We have great resources available to us; we only need to discover their 
whereabouts and how to use them. Many well-funded organizations exist 
for the purposes of social and economic justice. Whether or not these 
groups are anarchist in nature does not matter; they are still our 
allies against the oppressive Few. The vast membership numbers of many 
of these organizations is testament to the fact that the people, despite 
their inaction, at least latently support real justice and equality.

It is our responsibility to stir the Many to action, to wake them from 
their complacence and enlighten them to the true nature of their 
oppression. The silencing of dissent, the wars against our brethren, the 
usurpation of the labor of the Many by the Few, all need to be ended, 
but from their ashes needs to grow a better and more prosperous society 
in which such injustices are made impossible rather than commonplace. We 
cannot be content to simply win these small battles; we must use both 
our wins and our losses to not only turn the tides of this war against 
the Few, but to eradicate the battlefield itself, so that the weeds of 
iniquity have no fertile soil in which to plant their roots.

Instead of using the unjust wars of conquest against the Few so that 
they may lose political power, we ought to expose the motives and means 
that are the cause of that conquest, so that the people may understand 
that these actions are based in the foundation of the inordinate wealth 
of the Few. Instead of fighting political persecution on technical legal 
grounds, we ought to take every opportunity to expose the system of 
“law” for the fraud that it has become. Rather than point out the small 
wrongs done to the working classes on a daily basis, we ought to show 
the people that the system of wage-slavery as a whole is wrong, and that 
the small injustices that result from it are but minor symptoms of a 
devastating disease to which the Many hold the cure.

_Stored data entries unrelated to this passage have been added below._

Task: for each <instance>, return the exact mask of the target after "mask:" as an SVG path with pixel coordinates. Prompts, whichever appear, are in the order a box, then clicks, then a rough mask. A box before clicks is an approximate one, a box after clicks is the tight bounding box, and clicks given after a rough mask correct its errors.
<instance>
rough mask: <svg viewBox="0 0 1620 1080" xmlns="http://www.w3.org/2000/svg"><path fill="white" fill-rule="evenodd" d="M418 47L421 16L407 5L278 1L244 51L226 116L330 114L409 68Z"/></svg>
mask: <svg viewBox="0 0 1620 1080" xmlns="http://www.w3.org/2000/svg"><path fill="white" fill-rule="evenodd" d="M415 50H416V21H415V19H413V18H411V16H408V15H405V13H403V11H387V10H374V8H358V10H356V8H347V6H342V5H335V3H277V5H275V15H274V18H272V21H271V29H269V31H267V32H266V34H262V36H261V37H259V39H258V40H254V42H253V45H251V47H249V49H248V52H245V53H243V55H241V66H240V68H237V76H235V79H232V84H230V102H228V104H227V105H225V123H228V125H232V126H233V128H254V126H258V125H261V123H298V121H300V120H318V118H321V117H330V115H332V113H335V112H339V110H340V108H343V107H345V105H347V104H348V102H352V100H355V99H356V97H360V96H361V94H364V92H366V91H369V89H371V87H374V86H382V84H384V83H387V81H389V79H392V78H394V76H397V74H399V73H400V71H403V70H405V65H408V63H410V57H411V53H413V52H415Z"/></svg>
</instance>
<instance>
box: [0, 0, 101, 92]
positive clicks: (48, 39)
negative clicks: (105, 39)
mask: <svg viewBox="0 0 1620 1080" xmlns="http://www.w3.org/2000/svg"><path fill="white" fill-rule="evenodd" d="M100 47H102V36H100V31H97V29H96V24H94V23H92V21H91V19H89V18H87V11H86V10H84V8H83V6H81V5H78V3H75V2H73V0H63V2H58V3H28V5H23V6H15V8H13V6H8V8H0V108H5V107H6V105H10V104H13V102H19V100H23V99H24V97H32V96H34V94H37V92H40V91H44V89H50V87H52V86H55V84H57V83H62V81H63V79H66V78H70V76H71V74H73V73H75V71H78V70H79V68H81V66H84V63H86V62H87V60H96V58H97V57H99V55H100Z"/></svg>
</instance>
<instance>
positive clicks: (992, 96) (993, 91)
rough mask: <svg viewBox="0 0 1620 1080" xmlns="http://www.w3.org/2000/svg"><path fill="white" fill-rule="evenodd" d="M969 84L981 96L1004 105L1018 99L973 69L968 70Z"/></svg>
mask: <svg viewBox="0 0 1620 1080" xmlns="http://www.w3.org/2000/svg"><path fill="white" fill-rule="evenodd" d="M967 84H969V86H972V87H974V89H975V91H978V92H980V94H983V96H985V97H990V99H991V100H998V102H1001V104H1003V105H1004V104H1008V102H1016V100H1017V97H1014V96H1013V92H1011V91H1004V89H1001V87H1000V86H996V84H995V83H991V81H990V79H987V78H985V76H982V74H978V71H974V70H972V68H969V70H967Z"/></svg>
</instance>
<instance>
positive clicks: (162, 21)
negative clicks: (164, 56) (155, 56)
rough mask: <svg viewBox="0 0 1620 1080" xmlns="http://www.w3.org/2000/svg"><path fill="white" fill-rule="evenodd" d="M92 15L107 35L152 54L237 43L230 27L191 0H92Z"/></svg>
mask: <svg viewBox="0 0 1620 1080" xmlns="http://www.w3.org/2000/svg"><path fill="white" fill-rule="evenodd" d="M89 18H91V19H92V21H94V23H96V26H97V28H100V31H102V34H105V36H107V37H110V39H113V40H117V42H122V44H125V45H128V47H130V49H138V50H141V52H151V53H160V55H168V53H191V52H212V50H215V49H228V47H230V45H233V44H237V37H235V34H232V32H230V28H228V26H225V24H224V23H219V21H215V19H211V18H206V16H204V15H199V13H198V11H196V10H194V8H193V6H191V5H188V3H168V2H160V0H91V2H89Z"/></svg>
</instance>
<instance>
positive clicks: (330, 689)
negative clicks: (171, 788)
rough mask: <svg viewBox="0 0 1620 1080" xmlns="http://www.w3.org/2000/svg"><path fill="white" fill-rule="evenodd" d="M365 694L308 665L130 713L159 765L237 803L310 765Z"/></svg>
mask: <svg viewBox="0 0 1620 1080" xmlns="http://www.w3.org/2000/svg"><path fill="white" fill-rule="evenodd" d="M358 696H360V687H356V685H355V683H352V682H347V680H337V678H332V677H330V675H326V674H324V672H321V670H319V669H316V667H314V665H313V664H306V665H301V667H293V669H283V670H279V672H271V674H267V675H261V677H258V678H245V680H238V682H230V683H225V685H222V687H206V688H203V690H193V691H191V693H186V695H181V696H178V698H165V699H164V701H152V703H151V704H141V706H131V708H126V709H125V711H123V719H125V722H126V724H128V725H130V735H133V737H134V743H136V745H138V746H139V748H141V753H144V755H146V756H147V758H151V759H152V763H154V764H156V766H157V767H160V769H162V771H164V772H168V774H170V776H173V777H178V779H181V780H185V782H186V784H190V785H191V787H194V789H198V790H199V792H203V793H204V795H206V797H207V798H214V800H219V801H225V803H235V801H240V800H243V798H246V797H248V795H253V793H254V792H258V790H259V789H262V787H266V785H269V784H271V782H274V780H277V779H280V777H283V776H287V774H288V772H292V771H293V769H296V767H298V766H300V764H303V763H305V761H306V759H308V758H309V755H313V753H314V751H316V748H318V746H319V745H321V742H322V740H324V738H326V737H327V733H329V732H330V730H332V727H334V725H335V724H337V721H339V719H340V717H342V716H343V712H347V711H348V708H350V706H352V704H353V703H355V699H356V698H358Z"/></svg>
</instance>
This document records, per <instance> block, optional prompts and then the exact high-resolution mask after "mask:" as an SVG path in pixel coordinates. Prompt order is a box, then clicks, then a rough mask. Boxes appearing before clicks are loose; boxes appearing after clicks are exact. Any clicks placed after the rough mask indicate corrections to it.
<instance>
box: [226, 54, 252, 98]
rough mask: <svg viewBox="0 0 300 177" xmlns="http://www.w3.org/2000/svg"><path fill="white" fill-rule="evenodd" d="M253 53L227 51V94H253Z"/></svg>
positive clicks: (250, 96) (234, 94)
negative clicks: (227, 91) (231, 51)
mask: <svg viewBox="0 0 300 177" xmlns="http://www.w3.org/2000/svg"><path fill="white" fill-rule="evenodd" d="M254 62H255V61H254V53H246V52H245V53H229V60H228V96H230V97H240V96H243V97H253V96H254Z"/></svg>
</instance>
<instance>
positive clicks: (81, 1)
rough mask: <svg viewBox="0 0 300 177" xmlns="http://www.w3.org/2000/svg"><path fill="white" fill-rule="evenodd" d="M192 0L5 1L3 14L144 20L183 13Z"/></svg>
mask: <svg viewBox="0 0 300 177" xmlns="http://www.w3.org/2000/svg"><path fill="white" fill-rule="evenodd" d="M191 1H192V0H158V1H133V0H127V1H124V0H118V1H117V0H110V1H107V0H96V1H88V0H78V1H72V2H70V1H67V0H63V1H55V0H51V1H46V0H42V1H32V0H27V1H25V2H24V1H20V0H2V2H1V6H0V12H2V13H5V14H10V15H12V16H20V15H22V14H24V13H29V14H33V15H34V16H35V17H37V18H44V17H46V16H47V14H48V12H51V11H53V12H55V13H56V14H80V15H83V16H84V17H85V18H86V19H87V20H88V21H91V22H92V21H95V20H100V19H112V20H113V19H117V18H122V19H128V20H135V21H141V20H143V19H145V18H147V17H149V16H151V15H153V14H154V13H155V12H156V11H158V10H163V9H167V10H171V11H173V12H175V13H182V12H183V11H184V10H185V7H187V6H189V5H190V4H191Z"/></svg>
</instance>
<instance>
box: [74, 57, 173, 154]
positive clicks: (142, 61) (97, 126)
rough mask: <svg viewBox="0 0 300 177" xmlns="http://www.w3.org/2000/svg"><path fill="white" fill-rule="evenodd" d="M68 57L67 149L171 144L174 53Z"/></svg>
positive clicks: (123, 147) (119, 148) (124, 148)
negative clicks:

As if the oppression by the Few was not severe enough in earlier times, 
we are entering, in Amerika, an age which may parallel the days of Nazi 
Germany and imperialist Rome in its brutality, war, and oppression, both 
here and around the world. We may only have a short time left to act, 
especially if the crooked cowboy manages to subvert the will of the 
people once again in the upcoming election. Despite actions such as that 
against Sherman Austin, speech is still somewhat free in Amerika, at 
least to the point that those who are cautious enough not to 
inadvertently break oppressive laws can speak their minds and spread 
their ideas without the threat of governmental intervention. We must 
take advantage of the little freedom that the next 16 months can offer 
us, before even that small amount of liberty finds itself in chains.